For the officers and men of the killing squads, save where they were by nature sadists and psychopaths, this extreme concept of duty became the justification, both during and after the war, for all they did.  It was the comfort blanket that they used to hide from themselves the knowledge of their personal weakness.

I use the term ‘weakness’ in a selective sense.  It is not a weakness unique to those who became mass murderers, but is common to us all.  The Nazi’s developed several psychological techniques to make possible the killing regime that they desired.  The SS were trained in hardness and duty with a view to carrying out tasks that in general were as yet unexplained to them.  But it was discovered that, despite all the training, when men were informed in advance of what was expected of them many of them demurred.

Gitta Sereny, in her biography of Albert Speer, writes: ‘There was a three-week SS orientation course in Pretzsch near Leipzig in May 1941, at the end of which a number of officers who had been appointed leaders of the Einsatzgruppen destined for Barbarossa, horrified by what they had learned, managed to get themselves transferred.’

The answer to this for the leadership, as least as far as the intermediate ranks were concerned, was often to keep them in ignorance until the last possible moment, when suddenly they found themselves, a bottle of vodka in one hand and a revolver in the other, standing behind a row of naked people in the killing line.

Rather like lobsters poised above a pot of boiling water, they found themselves suddenly confronted by a situation that, no matter how they reacted to it, was certain, even through just the knowledge of it, to change them forever.  All their automatically imbibed assumptions about themselves and their society and human nature and decency and religion and God would in those first few moments be burned away.  Even if they turned their backs and ran away from it, they could not escape, nonetheless, being unutterably changed.  In such a situation, it might be argued, the easiest reaction was to just shoot.  And in the fact of firing that first shot, they were forever caught.

It is no wonder that such men clung so fervently to the idea of duty as a way of justifying themselves and as an attempt to protect themselves against the psychological and spiritual consequences of what they were doing.  Some were deliberately ostentatious in their attempts to underline the fact that they were only doing their duty, a duty that otherwise was personally unpleasant to them, signalling this (and this really is the absurdity of it all) through taking strong exception to any gratuitous extra cruelties being inflicted on those about to be killed.
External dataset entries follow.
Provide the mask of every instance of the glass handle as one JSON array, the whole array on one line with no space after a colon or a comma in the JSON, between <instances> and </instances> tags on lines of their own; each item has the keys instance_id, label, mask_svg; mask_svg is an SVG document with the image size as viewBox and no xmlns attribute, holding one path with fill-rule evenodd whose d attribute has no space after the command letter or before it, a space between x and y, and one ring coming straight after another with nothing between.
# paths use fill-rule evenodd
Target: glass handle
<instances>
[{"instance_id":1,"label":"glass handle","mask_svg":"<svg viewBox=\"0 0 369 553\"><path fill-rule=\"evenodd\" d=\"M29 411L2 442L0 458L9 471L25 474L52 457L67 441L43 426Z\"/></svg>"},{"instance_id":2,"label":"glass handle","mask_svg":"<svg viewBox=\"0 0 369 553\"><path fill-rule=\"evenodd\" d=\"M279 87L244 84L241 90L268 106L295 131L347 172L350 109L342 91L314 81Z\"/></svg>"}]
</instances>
The other side of the coin was the necessity to shore up the idea of duty as an iron law, as the iron law which must be obeyed before any other.  This was to be done by a deliberate denial of mercy.  Even the most emotionally debilitating killings had to be endured, for to show mercy, to make exceptions, was to undermine the concept of duty as the law that had to be obeyed above all others, and at the same time rob the perpetrators of the fig-leaf of self-justification that they clung so fiercely to.

In my earlier blogs I quoted from Himmler’s speech to the Gauleiters in Posnan in 1943:

 The hard decision had to be taken to have this people disappear from the face of the earth.  For the organisation which had to carry out this order, it was the most difficult one we were ever given. . . . I think I can say that it has been carried out without damaging the minds or spirits of our men and our leaders.  The danger was great and ever present.  For the difference between the two possibilities . . . to become cruel and heartless and no longer to respect human life, or to become soft and succumb to weakness and nervous breakdowns . . . the way between Scylla and Charybdis is appallingly narrow.

Yet the fact is that this ideologically contrived version of duty proved inadequate to the purpose of protecting men against the consequences of their actions.  One of the main reasons for the building of the extermination camps was the evidence of the psychological toll that the direct killing of men, women and children was having on the perpetrators.  Indeed, the Nazis sought to describe the creation of the gas chambers as a ‘humanitarian’ measure, except it was a humanitarianism intended to benefit, not the victims, but the killers in the field.

The central character of Thomas’s book is Georg Hauser, a real life perpetrator, who had previously been a decorated police detective.  Hauser, like so many of the others who survived the war—indeed he himself became a policeman again after the war, and ended up a chief of police—clung to the end to the idea that he had only been doing his duty.

And this is understandable.  It was the single fragile wall that stood between him and the certainty of total psychological and moral collapse.  Yet the effort of maintaining it must have been an agony, the reality constantly slopping over and around it in nightmares and in those moments of letting his self-discipline slip.

He had been presented, no matter how difficult the circumstances, with a choice, and rather than strength had found only weakness.  It is a terrible self-judgement to have to live with.